Apparat, ballyhooed Ellen Allien collaborator and Shitkatapult labelmeister Sascha Ring, has really outdone himself with this one. Walls achieves a multi-style fluency that many artists strain for, but rarely manage to pull off. So many jack-of-all-genres producers are forced to revert to wan, unconvincing phrases encumbered instead of liberated by their hybridity. Too often the postmodern statement sounds like so much waffling. Not the case here. The record’s 14 songs feel at once abundant and economical: like all good electronic music tied in one form or another to “minimal,” Walls folds the macro into the micro and vice versa. He’s got the harmonic sensibility and sonic brio to both suggest and demand; this coupling of implicit and overt desire, in both his vocals and production, infuses this record with glossy, turbocharged sensuality. It’s imaginative, prepossessing, and, in many spots, just badass.
Ring shows off his knack for pretty structures on the first track, which consists of little more than a winsome braid of glockenspiel lines twisting around each other like the meltings of crushed ice on a hot countertop. Immediately, we’re thrown from these Vespertinate shapes to the three-note, dirtnasty bassline that underpins the most dank, sensual track I’ve heard since Poni Hoax dropped “Budapest” last summer. “Hailin from the Edge” outlines the emotional contours of the disc in wristy, lyrical signatures, preparing you for the iridescent strings, silvery vocals, and knotty/naughty beats scudding through the rest of these lusty songs. They grow from this pattern without ensnaring the album with a flat, easily denoted identity; in other words, you can listen lots and not get bored.

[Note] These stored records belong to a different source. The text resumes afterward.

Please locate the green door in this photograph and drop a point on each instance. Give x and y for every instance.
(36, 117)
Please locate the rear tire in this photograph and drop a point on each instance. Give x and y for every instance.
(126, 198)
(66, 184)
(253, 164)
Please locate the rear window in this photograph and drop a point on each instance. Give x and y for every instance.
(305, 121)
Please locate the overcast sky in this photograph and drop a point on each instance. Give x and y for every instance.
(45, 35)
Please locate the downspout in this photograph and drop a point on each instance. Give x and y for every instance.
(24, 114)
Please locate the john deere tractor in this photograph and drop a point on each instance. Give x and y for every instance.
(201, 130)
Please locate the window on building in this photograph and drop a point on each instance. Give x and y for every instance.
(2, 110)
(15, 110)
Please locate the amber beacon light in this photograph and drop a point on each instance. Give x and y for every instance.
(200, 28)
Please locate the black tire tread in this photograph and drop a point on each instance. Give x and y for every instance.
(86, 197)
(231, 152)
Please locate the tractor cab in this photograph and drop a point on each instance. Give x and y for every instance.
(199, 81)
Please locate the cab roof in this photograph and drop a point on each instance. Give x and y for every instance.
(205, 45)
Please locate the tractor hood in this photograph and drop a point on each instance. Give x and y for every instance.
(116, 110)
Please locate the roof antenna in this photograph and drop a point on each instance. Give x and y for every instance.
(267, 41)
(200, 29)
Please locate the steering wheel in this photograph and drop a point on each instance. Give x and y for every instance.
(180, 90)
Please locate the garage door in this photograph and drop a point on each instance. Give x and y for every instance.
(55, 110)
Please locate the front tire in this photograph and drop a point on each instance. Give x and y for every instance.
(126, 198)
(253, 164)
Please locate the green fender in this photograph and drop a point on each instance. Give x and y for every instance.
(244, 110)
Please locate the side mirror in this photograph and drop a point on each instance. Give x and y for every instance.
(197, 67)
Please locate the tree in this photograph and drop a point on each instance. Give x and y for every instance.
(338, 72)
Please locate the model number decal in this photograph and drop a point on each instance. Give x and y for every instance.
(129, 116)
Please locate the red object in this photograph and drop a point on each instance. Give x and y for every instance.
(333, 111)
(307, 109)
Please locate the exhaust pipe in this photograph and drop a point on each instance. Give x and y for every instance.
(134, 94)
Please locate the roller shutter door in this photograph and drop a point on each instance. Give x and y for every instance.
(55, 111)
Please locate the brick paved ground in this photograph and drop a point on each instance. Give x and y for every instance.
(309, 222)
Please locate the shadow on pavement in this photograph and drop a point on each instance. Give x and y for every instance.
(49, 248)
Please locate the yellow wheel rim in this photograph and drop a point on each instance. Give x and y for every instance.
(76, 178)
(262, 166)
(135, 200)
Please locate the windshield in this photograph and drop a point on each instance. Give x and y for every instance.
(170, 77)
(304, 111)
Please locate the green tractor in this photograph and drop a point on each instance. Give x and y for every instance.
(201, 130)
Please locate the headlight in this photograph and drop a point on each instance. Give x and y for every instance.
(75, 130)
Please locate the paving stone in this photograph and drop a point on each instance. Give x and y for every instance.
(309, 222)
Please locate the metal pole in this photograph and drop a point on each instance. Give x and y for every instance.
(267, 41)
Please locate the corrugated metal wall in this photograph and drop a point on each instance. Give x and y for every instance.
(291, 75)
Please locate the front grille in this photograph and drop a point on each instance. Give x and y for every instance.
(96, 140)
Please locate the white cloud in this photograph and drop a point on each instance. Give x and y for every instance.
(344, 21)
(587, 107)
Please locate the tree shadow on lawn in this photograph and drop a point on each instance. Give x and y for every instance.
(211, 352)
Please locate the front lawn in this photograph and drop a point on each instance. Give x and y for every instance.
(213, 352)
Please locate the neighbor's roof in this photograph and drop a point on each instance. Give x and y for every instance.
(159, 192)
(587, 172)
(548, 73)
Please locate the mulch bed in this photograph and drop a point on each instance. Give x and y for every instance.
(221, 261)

The technoheads will surely get off on the cunning song structures, but Ring has made sure to load up each track with plenty of peripheral goodies as well: his deft mixing frequently unlocks the spatial magic of sound: hi-hats and hand claps arrive from unexpected angles to cripple a track’s erstwhile geometry. Paying attention to the hooks (and there are many) often results in delicious slaps to the face -- lone hits from a reverbed kickdrum, surreptitious, acidic synth lines, and one-note piano themes sweep in black and taloned, like falcons. For me, these gritty surprises are important; they distinguish Apparat’s mode of pop as one that can integrate the popular/pretty with the rugged/curious to alluring effect. Listening to Walls, you can hear snatches of Kid A, TV on the Radio, Timbaland (the drums on “Arcadia” are stolen almost directly from “Promiscuous”), and the grander side of Kranky Records, all artfully attached to colorful, elastic skeletons of synth and drum tone. Dipping into so many wells can dilute a record; instead, I leave Walls feeling like I’ve tasted some pretty stiff concentrate.
Walls exercises a sure grasp on the current pop moment, which means having a pinky on disco/'80s electro and a thumb on current hip-hop, while palming everything in between. It takes serious verve and literacy to both survey the field and author original gestures like this. Listen.